They've taken the concept of aspects from CS and doubled down on it. Where before there were just three "core" attributes, now there are 8. Or 9, depending on who you ask. The elements of a person are now more broadly described across more attributes. There's also a few new aspects to bolster the lineup from the last game. In addition to Heart, Grail, Forge and all the ones you know, there's now Moon. Scale. Rose. On top of THAT, a layer of disciplines have been added as well. Broadly constructed schools of utilizing the elements of the soul to do different things.
In CS, you were limited by your attributes becoming exhausted doing stuff and it's the same in Book of Hours. But instead of your attributes all having independent timers to refresh, now everything refreshes at the dawn of a new day. At the start, your attributes and the fact you only have one "Consider" verb slot to work with, meters out the day. When you're out of attributes to do stuff, you kill time moving stuff around like organizing your books or grouping together like items. It creates this nice sense of filling hours of the day doing stuff. As you earn more attributes you essentially gain more output per day to an extent.
Book of Hours took the concepts of "Rituals" and "Skills" and "Lore" and kind of smushed them all together in BoH. So as you acquire knowledge you learn skills that represent both your lore and specific verbs that let you interact with various crafting stations to create various things. As you learn more Skills they can be upgraded, and then slotted into the Tree of Wisdom, which grants you more attributes, which you can improve, which lets you read more challenging texts, which nets you more Skills, etc and so forth into ad absurdem.
Because Book of Hours has a crafting system, that means there's a shit load of stuff beyond books. Hush House is littered with plants, raw materials, furniture, statues, paintings, devices and tools, all of which you use to craft everything from booze to potions to art and beyond. It's a lot to take in all at once and the system for placing objects in the house is kinda wonky. But the house is FUCKING YUGE and each room has shelving, floor and table space for placing objects. What I didn't expect in Book of Hours that delights me is all the decorative stuff to play with.
Former Adepts will recognize and appreciate all the CS callbacks. From mentions of the Mansus to authors from the previous game(s) to CS music remixed and used in Book of Hours, it really does feel like a sequel. I feel so much better equipped to understand Book of Hours having played CS. I really enjoy the continuity.

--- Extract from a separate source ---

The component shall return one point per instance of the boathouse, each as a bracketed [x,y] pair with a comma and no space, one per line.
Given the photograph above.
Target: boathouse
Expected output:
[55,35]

But I also enjoy what's new. In addition to learning or re-learning about the CS/BoH world, there's history to Hush House itself which is more grounded. Each room describes a little a little bit about who built it and maybe why, and it's really neat getting drip fed history that ISN'T incredibly esoteric or incomprehensible.
The writing is still pretty on point as well. I feel like maybe CS's ideas were slightly more impactful since it was trying to describe less, so the prose was a little tighter. But overall I have few complaints.
In terms of UI Book of Hours has come a decent ways since CS. The little card holders can be slide around or insta organized or opened to full with a click of a button. Hush House being so densely cluttered with stuff can make it tricky to say, place books on a shelf when there's another object in front of it. And the alignment of some stuff is a little wonky. But it hasn't crashed on me or locked up yet, so as far as bugs and stability it's doing pretty well.
Overall I think Book of Hours is an "easier" game than CS. I haven't come close to finishing it so I don't know nearly enough about it. But my impression is there's fewer hard road blocks to progress. In that sense it's a slightly grindier game I think but one that's largely free of interruption or padding due to RNG. Unlike CS, it's cozy to play while still being intriguing. I'm sure there's some BS down the line yet. Alexis is still Alexis. Every Know remembers what it took to become one, and I think that's going to eventually be true in BoH as well at some point. If true, the difference is going to be: instead of looking for a needle in haystack you'll be looking for a needle in hay field.
One unanticipated "benefit" of playing Book of Hours is that I now, whether I want to or not, understand how British currency works.